И я помолилась. И сегодня уже всё путем, в честь луны я надела желтую кофту. Гейб не любит ее. Да и, собственно, не люблю, пора выкинуть, но... Как говорила давно моя мама (ныне покойная), выросшая в суровые военные и послевоенные годы: надо донашивать ведь! В ответ на то мой отец (ныне тоже покойный), которому также не нравилась какая-то мамина кофта, ржал как конь минуть десять. А потом еще сорок минут подхихикивал: "Надо донашивать, ну уморила". Вслух папаша смеялся редко — предпочитал свои шутки отмачивать с очень серьезным лицом. Эту особенность я у него помню особо.
Краски стали вдруг ярче. Кофту взять. Она желтая, но сказать так — все равно что ничего не сказать вообще. Эта кофта желтее кучи зрелых лимонов в сезон урожая на Капри. А позавчера небо было такое... синее. Я б сказала что-нибудь про Аустерлиц, любят его вспоминать любители литературных сравнений, если бы князь Андрей думал там что-нибудь о синеве. Дело в том, что такой синевы не бывает на небе в Юкее, даже в самые ясные дни. За все двадцать два года проживания тут не помню. В Португалии небо бывает таким, видала, бывает оно таким даже на Тенерифе зимой. А в Юкее — нет. Здесь оттенки другие вообще, полутона в основном, хоть это тоже красиво.

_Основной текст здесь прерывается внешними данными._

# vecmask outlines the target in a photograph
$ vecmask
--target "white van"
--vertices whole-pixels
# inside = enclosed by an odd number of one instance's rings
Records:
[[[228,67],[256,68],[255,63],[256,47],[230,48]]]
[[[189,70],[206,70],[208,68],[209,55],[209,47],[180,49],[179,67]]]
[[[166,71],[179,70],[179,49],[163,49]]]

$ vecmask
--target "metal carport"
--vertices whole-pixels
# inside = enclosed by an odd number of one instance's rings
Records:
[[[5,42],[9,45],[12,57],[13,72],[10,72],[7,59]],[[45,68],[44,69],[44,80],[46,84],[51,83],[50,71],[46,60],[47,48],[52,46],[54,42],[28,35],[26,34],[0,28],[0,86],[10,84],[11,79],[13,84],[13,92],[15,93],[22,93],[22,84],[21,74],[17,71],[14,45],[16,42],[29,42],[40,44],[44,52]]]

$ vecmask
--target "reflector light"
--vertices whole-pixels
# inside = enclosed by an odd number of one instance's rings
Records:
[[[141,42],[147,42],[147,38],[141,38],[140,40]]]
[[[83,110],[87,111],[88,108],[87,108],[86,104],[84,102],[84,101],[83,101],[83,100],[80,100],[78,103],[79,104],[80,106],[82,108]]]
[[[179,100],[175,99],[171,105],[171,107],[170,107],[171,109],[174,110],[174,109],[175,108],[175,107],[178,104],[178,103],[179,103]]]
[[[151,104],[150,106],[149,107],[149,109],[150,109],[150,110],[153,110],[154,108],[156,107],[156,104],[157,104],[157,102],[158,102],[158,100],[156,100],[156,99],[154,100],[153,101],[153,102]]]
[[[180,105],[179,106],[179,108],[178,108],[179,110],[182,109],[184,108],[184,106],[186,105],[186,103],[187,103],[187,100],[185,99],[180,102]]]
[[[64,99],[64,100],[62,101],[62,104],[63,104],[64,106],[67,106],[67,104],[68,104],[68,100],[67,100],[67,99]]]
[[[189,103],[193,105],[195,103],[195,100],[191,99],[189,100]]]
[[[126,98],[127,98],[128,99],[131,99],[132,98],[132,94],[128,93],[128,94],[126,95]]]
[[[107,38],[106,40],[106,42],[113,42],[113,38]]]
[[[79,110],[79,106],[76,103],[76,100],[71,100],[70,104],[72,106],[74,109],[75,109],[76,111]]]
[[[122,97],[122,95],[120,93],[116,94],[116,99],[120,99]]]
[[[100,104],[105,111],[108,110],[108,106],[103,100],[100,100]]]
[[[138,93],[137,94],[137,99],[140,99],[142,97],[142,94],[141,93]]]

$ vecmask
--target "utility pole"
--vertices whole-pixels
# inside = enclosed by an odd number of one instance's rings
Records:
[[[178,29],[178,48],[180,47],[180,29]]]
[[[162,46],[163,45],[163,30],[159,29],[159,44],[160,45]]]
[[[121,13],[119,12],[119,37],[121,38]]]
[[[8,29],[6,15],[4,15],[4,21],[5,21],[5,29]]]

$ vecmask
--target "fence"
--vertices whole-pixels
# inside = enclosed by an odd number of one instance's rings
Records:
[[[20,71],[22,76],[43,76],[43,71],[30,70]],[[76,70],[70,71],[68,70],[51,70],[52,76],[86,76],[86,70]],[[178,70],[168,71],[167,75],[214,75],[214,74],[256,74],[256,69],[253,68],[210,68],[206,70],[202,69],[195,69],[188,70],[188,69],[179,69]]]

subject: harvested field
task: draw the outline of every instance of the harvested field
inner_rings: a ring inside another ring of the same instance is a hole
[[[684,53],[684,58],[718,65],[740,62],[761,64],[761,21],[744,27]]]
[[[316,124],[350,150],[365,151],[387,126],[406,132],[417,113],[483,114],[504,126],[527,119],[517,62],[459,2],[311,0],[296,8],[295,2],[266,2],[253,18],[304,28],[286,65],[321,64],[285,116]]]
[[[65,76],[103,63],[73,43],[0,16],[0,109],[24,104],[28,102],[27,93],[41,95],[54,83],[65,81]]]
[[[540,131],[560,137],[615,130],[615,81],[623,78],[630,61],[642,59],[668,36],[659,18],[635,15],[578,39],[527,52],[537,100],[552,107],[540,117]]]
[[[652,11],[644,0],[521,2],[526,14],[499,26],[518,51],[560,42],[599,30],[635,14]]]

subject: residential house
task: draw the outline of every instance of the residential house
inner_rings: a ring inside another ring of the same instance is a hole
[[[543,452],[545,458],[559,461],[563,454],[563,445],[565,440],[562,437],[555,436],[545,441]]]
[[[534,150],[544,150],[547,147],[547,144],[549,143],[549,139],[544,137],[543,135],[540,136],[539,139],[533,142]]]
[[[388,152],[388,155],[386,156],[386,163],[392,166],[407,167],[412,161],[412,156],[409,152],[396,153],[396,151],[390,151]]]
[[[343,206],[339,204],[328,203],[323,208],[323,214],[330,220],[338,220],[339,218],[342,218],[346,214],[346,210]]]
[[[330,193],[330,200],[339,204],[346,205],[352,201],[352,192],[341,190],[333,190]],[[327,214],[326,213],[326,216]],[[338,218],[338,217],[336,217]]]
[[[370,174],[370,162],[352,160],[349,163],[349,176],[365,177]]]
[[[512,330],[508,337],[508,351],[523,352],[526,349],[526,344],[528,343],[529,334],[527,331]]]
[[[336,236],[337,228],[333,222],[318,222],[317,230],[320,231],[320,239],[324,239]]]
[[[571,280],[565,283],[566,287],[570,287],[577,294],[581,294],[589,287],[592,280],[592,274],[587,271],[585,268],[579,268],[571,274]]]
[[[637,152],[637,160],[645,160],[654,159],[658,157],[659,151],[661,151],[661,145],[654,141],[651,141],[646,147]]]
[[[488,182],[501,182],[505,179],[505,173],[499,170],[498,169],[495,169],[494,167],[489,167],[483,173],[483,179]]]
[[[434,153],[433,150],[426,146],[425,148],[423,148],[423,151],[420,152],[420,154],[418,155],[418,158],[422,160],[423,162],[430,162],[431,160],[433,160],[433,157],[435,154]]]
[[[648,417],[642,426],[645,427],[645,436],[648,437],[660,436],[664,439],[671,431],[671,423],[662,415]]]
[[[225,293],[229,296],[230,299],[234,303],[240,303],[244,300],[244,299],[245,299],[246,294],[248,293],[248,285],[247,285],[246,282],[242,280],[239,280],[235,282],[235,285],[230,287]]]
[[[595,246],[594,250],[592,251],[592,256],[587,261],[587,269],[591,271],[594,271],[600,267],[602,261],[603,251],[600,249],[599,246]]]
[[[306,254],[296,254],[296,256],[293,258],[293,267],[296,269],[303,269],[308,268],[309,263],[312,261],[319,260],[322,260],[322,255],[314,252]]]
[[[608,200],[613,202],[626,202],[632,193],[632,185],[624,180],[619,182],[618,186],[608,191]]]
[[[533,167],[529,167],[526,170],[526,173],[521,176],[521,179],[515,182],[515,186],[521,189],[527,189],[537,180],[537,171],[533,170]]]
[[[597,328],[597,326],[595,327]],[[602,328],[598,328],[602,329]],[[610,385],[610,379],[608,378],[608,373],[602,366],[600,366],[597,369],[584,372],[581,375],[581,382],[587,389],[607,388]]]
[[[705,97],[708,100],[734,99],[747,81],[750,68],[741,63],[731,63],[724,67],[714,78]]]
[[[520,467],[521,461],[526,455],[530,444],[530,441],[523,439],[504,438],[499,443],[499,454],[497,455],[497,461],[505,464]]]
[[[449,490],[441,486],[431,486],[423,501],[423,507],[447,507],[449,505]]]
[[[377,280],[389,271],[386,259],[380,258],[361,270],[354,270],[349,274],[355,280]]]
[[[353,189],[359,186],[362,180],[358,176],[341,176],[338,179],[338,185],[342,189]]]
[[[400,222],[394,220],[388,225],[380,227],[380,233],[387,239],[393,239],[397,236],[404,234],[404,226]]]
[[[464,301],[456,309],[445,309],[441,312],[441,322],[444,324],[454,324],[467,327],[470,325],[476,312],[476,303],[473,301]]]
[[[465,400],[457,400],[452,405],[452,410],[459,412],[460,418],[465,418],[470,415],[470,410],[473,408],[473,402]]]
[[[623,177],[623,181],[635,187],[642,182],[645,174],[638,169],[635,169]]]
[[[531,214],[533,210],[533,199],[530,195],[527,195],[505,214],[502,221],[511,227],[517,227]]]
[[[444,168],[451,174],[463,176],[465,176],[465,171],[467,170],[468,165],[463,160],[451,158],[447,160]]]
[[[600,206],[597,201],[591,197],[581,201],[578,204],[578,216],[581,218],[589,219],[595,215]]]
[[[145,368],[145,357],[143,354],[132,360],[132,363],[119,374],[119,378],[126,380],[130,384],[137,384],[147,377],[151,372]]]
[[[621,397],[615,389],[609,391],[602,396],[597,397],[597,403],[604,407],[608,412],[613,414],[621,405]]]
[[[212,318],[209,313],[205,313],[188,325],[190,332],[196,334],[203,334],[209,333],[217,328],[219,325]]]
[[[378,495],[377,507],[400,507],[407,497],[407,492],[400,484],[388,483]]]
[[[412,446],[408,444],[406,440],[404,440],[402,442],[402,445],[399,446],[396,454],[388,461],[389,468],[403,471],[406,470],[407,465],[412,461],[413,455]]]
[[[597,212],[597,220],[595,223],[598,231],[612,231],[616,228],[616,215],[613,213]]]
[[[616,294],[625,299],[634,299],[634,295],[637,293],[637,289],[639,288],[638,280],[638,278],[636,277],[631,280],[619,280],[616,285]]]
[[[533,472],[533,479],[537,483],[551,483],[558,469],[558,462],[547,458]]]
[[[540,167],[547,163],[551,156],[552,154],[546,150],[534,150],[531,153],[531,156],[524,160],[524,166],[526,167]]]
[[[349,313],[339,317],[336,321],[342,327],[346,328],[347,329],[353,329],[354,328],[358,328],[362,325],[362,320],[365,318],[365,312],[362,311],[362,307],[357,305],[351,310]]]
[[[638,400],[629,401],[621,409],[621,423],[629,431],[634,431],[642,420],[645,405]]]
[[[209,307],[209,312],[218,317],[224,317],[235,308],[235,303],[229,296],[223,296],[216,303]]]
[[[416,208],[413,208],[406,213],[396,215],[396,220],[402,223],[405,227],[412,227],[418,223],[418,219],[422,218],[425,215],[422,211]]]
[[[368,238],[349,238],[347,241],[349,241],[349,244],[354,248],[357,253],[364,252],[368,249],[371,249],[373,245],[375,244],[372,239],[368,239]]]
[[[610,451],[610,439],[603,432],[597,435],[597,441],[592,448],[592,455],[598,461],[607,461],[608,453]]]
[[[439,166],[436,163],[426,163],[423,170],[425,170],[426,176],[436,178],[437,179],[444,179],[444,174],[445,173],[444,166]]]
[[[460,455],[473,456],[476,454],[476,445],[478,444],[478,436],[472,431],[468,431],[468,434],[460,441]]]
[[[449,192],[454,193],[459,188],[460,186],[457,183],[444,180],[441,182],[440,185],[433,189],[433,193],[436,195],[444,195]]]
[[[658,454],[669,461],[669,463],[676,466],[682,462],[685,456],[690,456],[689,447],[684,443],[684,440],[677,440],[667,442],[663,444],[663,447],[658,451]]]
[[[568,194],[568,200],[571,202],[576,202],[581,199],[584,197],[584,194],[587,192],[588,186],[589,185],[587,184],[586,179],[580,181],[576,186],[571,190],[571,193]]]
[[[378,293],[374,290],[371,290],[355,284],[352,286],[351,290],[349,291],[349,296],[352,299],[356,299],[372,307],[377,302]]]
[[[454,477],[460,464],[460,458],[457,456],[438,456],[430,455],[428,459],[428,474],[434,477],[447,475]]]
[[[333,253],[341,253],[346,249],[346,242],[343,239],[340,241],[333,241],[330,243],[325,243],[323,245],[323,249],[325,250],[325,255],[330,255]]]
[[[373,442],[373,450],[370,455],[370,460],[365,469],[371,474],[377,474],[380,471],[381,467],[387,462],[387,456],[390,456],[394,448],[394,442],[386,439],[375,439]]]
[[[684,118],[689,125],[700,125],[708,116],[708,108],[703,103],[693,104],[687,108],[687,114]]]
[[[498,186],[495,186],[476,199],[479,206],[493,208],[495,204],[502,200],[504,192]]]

Небо было синим-пресиним ровно десять минут. Я как раз шла в обед из Сейнсбериз, в руках продуктовый пакет — ну такой оранжевый, что в глазах рябило. И опять маму вспомнила и другую ее поговорку: "Перед смертью не надышишься". И про то еще вспомнила, что картина мира преображается вдруг, когда...
Я б не хотела умереть завтра, допустим. Или через неделю или какой-то еще краткий срок. Но почему небо такое вдруг синее, почему кофта-то желтая? Чем там Луна шутят с Землей? Может, завтра война, может, ракетой стрельнет кто-нибудь — и мы все нафиг вымрем, как мамонты? Или как дураки.